Deutsche Unternehmen müssen ab dem 02. Februar 2025 etwas tun, wenn sie KI einsetzen:

In Artikel 113 der KI-Verordnung ist geregelt, dass einige Vorschriften dieser Verordnung ab dem 02. Februar 2025 anzuwenden sind. Die KI-Verordnung wird mit KI-VO abgekürzt und im Englischen mit AI Act bezeichnet.

Die Artikel 1 bis 4 KI-VO bilden das erste Kapitel. Darin sind allgemeine Vorschriften festgelegt.

Der Artikel 5 KI-VO bildet das Kapitel II und enthält Verbote.

Ab dem 02.02.2025 müssen deutsche Unternehmen also allgemeine Vorschriften und Verbote einhalten, wenn in den Unternehmen KI-Systeme eingesetzt werden. Bereits die Nutzung von ChatGPT, Copilot oder KI-Systemen anderer Anbieter ist dabei eine im Sinne der KI-VO relevante Nutzung.

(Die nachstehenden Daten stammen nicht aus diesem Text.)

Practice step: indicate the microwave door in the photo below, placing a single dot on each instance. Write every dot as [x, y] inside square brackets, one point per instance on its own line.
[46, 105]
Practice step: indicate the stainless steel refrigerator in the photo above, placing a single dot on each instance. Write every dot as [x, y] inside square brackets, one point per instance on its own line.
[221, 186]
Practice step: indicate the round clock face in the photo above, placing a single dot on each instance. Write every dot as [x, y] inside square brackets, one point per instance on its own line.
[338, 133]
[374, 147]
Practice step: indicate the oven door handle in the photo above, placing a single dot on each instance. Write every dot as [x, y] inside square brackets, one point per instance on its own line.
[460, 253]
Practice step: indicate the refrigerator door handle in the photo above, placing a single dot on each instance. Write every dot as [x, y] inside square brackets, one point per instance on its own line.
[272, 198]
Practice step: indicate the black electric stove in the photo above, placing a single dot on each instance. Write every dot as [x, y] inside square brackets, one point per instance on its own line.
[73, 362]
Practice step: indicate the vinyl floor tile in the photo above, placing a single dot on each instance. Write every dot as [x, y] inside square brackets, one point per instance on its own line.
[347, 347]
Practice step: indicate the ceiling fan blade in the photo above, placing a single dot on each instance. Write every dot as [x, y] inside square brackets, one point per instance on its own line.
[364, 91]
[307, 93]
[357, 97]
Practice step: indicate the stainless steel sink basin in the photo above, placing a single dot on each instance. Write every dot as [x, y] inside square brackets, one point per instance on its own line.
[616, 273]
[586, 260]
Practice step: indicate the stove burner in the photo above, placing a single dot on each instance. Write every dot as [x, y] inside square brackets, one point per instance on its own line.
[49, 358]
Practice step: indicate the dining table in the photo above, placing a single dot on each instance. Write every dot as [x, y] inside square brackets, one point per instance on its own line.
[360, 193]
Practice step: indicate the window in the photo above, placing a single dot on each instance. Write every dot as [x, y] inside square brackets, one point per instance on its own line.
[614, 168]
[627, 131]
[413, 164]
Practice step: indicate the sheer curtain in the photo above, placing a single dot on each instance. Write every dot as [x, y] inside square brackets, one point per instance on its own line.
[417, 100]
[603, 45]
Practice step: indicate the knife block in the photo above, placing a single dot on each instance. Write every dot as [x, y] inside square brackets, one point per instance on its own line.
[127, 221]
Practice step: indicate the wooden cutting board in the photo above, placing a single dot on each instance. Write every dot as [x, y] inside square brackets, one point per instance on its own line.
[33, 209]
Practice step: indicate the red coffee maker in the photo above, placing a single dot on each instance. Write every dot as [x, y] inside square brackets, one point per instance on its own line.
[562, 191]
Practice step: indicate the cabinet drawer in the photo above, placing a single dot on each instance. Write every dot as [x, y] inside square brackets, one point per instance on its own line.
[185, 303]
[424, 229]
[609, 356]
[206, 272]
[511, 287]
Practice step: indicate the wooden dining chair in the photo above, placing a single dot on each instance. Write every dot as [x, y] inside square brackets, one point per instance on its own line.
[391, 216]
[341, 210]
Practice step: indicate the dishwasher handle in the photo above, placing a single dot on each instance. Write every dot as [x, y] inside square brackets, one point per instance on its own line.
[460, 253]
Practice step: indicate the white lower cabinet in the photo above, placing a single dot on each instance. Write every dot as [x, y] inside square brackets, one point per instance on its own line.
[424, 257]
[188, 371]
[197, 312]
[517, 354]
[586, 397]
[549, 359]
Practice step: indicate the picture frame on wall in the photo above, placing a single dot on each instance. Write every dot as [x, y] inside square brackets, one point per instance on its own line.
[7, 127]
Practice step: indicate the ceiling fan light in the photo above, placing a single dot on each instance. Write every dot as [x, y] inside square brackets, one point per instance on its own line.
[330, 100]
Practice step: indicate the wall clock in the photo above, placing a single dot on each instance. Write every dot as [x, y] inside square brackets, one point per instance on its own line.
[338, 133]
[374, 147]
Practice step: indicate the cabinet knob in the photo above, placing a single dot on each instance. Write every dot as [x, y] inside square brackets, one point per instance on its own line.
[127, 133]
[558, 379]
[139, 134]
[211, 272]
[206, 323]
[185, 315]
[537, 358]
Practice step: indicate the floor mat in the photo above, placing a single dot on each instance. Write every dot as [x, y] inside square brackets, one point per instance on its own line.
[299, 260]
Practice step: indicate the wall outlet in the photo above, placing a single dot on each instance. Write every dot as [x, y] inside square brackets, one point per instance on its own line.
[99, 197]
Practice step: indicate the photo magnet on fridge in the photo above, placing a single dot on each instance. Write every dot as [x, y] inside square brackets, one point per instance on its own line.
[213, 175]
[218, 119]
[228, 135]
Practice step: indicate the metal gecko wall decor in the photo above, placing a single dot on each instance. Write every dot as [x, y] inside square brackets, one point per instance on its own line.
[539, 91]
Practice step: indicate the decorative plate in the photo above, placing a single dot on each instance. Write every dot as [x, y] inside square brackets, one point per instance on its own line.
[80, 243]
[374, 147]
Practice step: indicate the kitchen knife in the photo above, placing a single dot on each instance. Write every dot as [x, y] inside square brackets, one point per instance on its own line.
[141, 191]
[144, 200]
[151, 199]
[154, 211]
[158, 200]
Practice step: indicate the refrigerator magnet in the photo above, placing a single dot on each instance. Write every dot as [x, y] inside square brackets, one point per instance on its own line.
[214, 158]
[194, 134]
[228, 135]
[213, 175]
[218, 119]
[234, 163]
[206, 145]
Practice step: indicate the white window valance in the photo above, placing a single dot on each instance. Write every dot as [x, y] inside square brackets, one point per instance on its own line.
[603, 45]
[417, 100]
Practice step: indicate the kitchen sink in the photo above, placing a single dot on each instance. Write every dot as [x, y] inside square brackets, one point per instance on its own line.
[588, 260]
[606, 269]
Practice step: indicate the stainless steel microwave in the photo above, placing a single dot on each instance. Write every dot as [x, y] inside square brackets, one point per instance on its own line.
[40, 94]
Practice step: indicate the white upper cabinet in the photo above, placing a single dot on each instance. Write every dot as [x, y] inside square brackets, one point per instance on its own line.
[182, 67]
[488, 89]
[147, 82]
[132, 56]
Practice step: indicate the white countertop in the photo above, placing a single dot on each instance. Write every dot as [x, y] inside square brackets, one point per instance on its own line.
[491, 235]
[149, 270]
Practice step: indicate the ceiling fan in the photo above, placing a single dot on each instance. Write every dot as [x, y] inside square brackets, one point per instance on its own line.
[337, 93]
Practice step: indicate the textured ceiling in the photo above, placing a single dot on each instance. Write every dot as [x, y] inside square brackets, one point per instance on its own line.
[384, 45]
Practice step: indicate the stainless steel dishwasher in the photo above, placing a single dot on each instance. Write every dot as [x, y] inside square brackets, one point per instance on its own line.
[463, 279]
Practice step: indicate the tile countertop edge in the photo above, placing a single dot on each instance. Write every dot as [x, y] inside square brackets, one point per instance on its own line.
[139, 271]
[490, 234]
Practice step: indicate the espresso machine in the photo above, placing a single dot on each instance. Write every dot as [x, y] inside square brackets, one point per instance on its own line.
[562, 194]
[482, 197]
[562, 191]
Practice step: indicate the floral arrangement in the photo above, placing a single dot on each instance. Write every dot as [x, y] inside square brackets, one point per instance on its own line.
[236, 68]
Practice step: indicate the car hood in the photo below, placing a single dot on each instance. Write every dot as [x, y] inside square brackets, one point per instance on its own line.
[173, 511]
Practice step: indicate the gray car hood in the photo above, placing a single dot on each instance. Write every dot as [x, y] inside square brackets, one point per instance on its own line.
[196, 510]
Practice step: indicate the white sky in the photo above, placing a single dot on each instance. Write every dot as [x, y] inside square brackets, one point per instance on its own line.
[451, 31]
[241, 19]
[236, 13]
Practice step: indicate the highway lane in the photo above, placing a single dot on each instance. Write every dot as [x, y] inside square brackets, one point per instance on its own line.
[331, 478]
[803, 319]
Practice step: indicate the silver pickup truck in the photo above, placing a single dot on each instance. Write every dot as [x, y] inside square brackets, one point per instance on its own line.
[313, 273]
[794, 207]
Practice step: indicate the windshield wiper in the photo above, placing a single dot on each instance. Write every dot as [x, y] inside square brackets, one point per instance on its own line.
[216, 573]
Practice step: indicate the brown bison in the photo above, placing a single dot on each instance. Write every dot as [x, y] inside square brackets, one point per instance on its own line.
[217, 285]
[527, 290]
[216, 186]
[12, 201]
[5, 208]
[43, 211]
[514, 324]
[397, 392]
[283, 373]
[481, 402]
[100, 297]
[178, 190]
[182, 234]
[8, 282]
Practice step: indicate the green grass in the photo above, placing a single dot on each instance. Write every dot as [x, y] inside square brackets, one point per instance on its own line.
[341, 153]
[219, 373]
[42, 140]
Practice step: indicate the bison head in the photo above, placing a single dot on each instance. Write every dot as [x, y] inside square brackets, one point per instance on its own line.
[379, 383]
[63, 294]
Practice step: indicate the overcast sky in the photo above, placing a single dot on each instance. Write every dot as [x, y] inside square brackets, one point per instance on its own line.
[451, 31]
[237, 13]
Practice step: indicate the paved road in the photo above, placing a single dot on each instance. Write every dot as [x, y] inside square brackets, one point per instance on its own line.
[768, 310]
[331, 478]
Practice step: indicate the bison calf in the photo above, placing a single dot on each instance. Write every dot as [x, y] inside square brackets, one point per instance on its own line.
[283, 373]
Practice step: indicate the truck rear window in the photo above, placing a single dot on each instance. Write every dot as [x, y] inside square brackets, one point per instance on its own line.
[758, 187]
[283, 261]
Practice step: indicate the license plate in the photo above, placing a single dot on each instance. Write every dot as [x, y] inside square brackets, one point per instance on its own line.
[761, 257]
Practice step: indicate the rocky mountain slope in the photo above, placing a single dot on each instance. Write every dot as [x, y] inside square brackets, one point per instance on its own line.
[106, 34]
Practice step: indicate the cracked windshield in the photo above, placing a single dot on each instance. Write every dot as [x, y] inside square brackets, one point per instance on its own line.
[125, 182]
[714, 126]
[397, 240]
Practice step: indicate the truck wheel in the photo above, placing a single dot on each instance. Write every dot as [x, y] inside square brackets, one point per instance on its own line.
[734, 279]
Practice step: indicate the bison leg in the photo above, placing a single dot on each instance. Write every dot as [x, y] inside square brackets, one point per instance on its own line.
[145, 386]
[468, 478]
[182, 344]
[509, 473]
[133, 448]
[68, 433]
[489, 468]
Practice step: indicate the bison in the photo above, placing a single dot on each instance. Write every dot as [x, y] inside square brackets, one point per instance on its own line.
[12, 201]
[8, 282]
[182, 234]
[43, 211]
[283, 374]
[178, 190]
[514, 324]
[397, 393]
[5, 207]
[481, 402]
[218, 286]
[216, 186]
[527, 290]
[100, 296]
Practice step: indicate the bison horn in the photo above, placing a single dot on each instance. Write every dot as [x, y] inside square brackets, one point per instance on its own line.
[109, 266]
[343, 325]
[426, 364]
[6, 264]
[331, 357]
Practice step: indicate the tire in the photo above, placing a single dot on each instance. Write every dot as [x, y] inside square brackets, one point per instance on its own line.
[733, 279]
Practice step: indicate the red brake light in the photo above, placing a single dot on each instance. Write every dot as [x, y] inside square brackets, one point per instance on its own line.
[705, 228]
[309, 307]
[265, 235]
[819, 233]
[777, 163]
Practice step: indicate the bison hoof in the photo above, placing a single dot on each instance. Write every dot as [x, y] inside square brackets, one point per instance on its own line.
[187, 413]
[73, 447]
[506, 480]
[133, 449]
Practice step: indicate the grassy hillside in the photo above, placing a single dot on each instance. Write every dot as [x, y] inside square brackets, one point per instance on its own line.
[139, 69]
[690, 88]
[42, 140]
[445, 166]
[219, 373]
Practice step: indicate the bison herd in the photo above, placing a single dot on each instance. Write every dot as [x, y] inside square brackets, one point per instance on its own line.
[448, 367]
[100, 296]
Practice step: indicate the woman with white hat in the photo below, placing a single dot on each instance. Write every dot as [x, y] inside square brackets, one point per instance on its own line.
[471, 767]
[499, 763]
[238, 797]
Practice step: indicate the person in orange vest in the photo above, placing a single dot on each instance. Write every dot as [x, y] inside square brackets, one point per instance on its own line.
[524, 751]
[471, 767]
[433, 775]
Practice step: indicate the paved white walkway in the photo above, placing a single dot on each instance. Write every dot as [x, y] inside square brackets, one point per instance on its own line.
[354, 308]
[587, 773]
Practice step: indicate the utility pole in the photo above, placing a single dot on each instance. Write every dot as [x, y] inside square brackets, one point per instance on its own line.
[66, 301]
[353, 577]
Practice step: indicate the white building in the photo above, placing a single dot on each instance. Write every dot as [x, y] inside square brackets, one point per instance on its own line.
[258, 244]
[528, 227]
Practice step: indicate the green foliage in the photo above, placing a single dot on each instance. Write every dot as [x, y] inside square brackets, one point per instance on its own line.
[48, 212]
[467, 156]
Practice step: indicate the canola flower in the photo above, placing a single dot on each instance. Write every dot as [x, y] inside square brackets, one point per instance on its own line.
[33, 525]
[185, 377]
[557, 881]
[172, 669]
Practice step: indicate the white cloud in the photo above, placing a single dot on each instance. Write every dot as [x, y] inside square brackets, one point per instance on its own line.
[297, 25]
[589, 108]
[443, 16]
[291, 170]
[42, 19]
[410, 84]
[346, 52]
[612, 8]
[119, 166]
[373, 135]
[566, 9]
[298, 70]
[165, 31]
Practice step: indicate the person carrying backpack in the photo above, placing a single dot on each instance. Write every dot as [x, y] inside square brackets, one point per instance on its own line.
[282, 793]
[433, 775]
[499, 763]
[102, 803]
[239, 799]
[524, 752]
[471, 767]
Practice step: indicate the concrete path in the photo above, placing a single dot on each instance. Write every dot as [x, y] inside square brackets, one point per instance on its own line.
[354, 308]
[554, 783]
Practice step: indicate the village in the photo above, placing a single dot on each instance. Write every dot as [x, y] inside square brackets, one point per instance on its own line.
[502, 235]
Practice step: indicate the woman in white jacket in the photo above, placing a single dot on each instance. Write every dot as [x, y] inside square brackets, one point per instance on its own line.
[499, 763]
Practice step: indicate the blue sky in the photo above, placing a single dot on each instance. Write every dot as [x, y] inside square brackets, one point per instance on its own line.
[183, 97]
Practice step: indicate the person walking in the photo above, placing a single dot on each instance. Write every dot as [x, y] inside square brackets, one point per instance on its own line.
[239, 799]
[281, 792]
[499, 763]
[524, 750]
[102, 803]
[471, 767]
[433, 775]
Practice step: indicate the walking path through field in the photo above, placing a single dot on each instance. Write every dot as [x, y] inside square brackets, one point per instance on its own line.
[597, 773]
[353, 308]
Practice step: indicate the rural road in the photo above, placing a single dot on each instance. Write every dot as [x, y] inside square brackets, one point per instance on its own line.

Gemäß Art. 113 lit. a KI-VO sind die allgemeinen Vorschriften (Artikel 1 bis 4) und die Verbote (Artikel 5) der KI-VO ab dem 2. Februar 2025 anwendbar.

Wann gelten die Pflichten?

Ab dem 02.08.2025 treten weitere Vorschriften aus der KI-VO in Kraft, die insbesondere KI-Modelle mit allgemeinem Verwendungszweck betreffen. Letzteres sind etwa bekannte KI-Systeme wie ChatGPT, Microsoft Copilot oder die KI-Modelle von Mistral.

Nimmt man den Erwägungsgrund 12 der KI-Verordnung als Maßstab hinzu, sind auch Software-Systeme, die KI benutzen, als KI-Systeme anzusehen. Beispiele hierfür sind Suchmaschinen, die Empfehlungen auf Basis von KI erzeugen oder auch KI-basierte Spam-Filter. Was Spam-Filter angeht, dürfte der Schulungsaufwand gering ausfallen; eine Unterweisung der Mitarbeiter sollte aber mindestens stattfinden. Große Suchmaschinen wiederum sind laut ErwGr 118 KI-VO über eine andere Verordnung erfasst, nämlich die Verordnung über digitale Dienste.

Welche Pflichten gelten ab dem 02.02.2025?

Die Pflichten ergeben sich aus den Artikeln 4 und 5 KI-VO. In Artikel 3 sind wichtige Begriffsdefinitionen genannt. Die ersten beiden Artikel enthalten Angaben zum Geltungsbereich und Gegenstand der Verordnung.

Nachweis der KI-Kompetenz

Der Art. 4 KI-VO thematisiert ausschließlich den Nachweis der KI-Kompetenz. Das bedeutet, dass jedes Unternehmen, deren Mitarbeiter mit KI-Systemen arbeiten sollen, diesen Nachweis zu erbringen hat.

Mitarbeiter müssen dementsprechend vom Unternehmen instruiert werden. Dazu gehört auch eine Schulung. Wie ein Unternehmen den Nachweis der KI-Kompetenz erbringt, ist nicht vorgeschrieben. Insofern gibt es gute Möglichkeiten, dies sinnvoll und effizient zu tun.

Ein Beispiel für den Nachweis der KI-Kompetenz ist auf Dr. DSGVO genannt. Der Nachweis besteht aus:

  • Technische Kompetenz
  • Fachliche Kompetenz

Die technische Kompetenz sollte mindestens dann vorhanden sein und plausibel gemacht werden, wenn KI-Systeme angeboten werden oder eine KI-Programmierung stattfindet. Letztere kann etwa bereits durch Nutzung einer Programmierschnittstelle (API) gegeben sein, wie sie etwa ChatGPT anbietet.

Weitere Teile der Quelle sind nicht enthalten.